How American Astronomers Solved the Mystery of Variation

by Bill E. Carter & Merri Sue Carter

Pub Date: Nov. 1st, 2002
ISBN: 1-55750-016-9
Publisher: Naval Institute Press

The Carters, a father-daughter geodesist-astronomer team, tell the story of how an actuary at a life-insurance company, in 1891, came to understand latitudinal variation and nail down its law.

Among the most vexing problems for 19th-century astronomers was the unpredictable scatter of their celestial observations due to unexplained problems with the angle of aberration and parallax. Although variation in latitude—that is, the mysterious movement of a place relative to the fixed line of latitude—had been suggested as the culprit for some time, it was not until Seth Chandler, an American amateur astronomer working in the life-insurance industry, devised his own tools for measurement. Chandler’s measurements were then reconciled with dynamic theory by Simon Newcomb, and the variation was understood.

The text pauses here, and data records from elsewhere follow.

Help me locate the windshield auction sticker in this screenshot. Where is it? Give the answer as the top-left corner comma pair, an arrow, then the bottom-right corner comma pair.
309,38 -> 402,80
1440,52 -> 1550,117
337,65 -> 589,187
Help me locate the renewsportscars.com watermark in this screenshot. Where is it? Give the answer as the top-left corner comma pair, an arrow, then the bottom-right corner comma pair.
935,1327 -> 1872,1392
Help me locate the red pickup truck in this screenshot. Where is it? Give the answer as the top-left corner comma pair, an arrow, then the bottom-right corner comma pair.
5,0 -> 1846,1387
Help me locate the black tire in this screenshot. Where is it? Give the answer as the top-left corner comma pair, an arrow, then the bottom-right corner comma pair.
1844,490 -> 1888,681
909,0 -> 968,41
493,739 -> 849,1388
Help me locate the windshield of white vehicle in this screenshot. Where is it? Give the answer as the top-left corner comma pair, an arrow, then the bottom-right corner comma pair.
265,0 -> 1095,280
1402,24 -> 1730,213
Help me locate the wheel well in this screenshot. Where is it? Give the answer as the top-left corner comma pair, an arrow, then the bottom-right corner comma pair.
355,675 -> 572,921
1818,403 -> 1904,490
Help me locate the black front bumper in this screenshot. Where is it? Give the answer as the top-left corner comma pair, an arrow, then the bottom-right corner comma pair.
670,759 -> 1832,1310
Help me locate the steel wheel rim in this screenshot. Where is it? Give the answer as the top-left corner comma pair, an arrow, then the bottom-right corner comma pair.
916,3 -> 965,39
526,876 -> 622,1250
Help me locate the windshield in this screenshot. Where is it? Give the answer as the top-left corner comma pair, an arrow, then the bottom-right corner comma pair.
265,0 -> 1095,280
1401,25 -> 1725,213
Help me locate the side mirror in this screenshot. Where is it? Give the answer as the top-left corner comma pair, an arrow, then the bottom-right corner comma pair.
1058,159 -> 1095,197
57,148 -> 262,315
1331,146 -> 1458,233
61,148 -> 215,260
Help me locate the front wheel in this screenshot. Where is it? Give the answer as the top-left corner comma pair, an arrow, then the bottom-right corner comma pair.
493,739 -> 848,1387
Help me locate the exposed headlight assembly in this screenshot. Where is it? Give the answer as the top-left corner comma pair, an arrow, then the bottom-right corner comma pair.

The reasons for it came to be known as the Chandler Wobble, after the movement of the Earth’s pole, but that doesn’t come close to explaining the phenomenon, and the Carters suffer no fools in their story. Their story sits in that funny land between popular study and learned essay. The Carters have decided not to eschew the language of science (“the centrifugal force acting on any point in a rotating body increases linearly with the distance from the axis of rotation, and the square of the angular velocity”). Despite the slices of historical narrative and biographical material, this is destined mainly for an enlightened amateur audience comfortable with the language. At the same time, there are windows of opportunity for the non-specialist to become acquainted with physical properties of Earth, including the revolution of Earth’s pole, fluidity, elasticity, centrifugal force, and periodicity, which in turn may offer readers a glimmer as to why their personal GPS devices may need minute recalibrations every so often.

Wading through the physics of it all, the Carters manage to convey a sense of Earth’s dynamic nature—the swiftness of its transformations—and the impermanence of all things measured.